The current amount of resources available, amount of resources seized per stage, the
current output of boxes (per day) and also the target output, as stipulated by the client, per
stage are as follows:
RESOURCES
(Operators) OUTPUT (Boxes per day)
PROCESS STAGE AVAILABLE SEIZED TARGET CURRENT CAPABLE
Batch-coding (1 printer & 1 pc) 1 1 30 100 105
Preparation 7 1 30 60 60
Scanning (1 scanner) 1 1 30 15 15
Indexing (6 pc’s) 6 1 30 15 95
Table 1: Stages, resources and outputs
Another problem that can be identified from this data is that the output at the Scanning
stage is limiting the output of the Indexing stage (which has a measured capable output of
95 boxes per day), with the effect that the final output is determined by the last stage
(Indexing) and therefore also limited.
The stack of boxes waiting to be prepared and scanned is growing at a high rate every day.
This takes up a lot of space and presents the opportunity to improve the final output if
some resource allocation changes can be made.
5
3. Project Aim
First of all, the standard time for each of the four procedures needs to be determined. The
standard times will then be compared to the daily targets to determine whether the
operators are performing at the desired rate, but more important whether the daily targets
are achievable at the rate the operators have to be able to perform.
The opportunity herein also lies to determine whether or not more boxes can be processed
in one day by making some changes in the resource allocation to the different stages in the
process. The simulation of different scenarios in order to achieve the highest possible
overall resource utilisation will be the main aim of this project.
6
4. Project Scope
For the purpose of this project, the scope of the time studies and simulation will be
focussed on the four stages constituting the document capturing process. The relevant
boundaries, other influencing factors and assumptions made for the purpose of this
simulation, will be further discussed in the conceptual model design section of this report.
7
5. Literature Study
Simulation can be defined as the attempt to imitate a real-life or hypothetical, process or
system over a period of time [11]. By developing a simulation model, the behaviour of the
system can be studied. According to Banks et al. [2], simulation modelling is not only used
as a design tool in order to forecast system performance, but also as an analysis tool in
order to predict the impact of potential changes in a system. According to Oses [8], two
models are necessary when attempting any simulation: First, the conceptual model which
stipulates the set of assumptions made concerning the system operation [2]. Second, the
computer model, which is a translation of the conceptual model into computer code,
making use of the appropriate computer simulation software [3].
5.1 History of Simulation
A brief history of simulation as studied by Kelton et al. [5] is given below.

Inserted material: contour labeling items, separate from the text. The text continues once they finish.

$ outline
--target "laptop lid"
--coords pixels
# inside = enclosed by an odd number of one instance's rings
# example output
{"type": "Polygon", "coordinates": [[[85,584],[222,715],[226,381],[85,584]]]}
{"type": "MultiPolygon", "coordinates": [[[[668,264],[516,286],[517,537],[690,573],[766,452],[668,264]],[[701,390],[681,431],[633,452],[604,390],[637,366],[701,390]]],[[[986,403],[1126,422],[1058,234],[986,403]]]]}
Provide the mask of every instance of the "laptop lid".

The Early Years – Late 1950s and 1960s. Large corporations, especially in the steel
and aerospace industry, started using complex simulation models, which at that time
were very expensive tools to use.
The Formative Years – 1970s and early 1980s. The variety of industries making use of
simulation, expanded due to the fact that computers became faster and cheaper.
However, the discovering of simulation by these industries usually only came when
trying to determine why a certain disaster occurred, for instance in the automotive
and heavy industries. Also during this time, simulation became part of operations
research and industrial engineering curricula at many universities.
The Recent Past – Late 1980s. When the personal computer was introduced,
simulation began to play a genuine role in business and became a requirement for
the approval of any major projects.
The Present – 1990s and early 2000s. Smaller firms also began to employ simulation.
Due to improved animation, faster computers and the greater ease of use, simulation
became a standard tool in most businesses and is being employed in even earlier
stages of the design phase. However, the universal acceptance of simulation is still
prevented by the required modelling skills and model-development time.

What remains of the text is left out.